The same can be said about the other central performances, as well. Long before winning an Oscar this year for “Dallas Buyers Club,” Leto went for broke in this movie as a junkie who loves the people around him– like his mother, his girlfriend (Marion, played by Jennifer Connelly), and his best friend (Tyrone, played by Marlon Wayans) –but also can’t see a better way around his money issues than selling, and stealing from his mother. They do well for a while, but the more strung out they get, the sloppier they are, and that leads to a hard fall that leads them all, ultimately, to self-destruction. Courageous is a word that fits every single performance in the film (with revelatory being a good description for Wayans, best known for his silliness in “Scary Movie,” at the time), as every actor pushes themselves to the very limit for a central purpose…to show an uncompromising descent into emotional numbness while searching for emotional satisfaction.

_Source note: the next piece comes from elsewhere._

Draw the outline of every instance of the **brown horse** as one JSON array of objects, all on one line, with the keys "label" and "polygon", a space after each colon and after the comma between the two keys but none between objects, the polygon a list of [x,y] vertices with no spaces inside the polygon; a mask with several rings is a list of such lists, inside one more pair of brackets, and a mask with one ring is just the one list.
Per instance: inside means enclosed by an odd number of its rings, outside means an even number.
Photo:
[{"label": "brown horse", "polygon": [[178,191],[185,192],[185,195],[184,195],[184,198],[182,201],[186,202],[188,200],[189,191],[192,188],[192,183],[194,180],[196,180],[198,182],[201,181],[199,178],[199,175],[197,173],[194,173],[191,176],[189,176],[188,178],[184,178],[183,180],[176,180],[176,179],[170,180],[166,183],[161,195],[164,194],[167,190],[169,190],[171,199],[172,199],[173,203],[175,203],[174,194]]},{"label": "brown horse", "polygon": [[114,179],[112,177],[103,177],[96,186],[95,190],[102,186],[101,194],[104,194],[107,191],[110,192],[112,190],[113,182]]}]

Aronofsky is in complete control of his craft with this film. The use of montage and quick cuts he displayed with his debut film, “Pi,” is taken to extremes to show the process the characters use to get high, but it never feels gratuitous; it’s a necessary technique to helping us get into the psyche of the characters. He is a master of cinematic storytelling, and unafraid to use tricks like headings for each “chapter” of the story, and while that mastery was focused on visual techniques both here and in “Pi,” he’s only gotten bolder the more he’s embraced a more straightforward narrative style with “The Fountain,” “The Wrestler,” and “Black Swan.” But while my favorite film of his remains “The Fountain,” watching “Requiem for a Dream” again, it casts an unsettling, unforgettable spell that digs deep into our brain, and makes us hope we never reach the point these characters reach.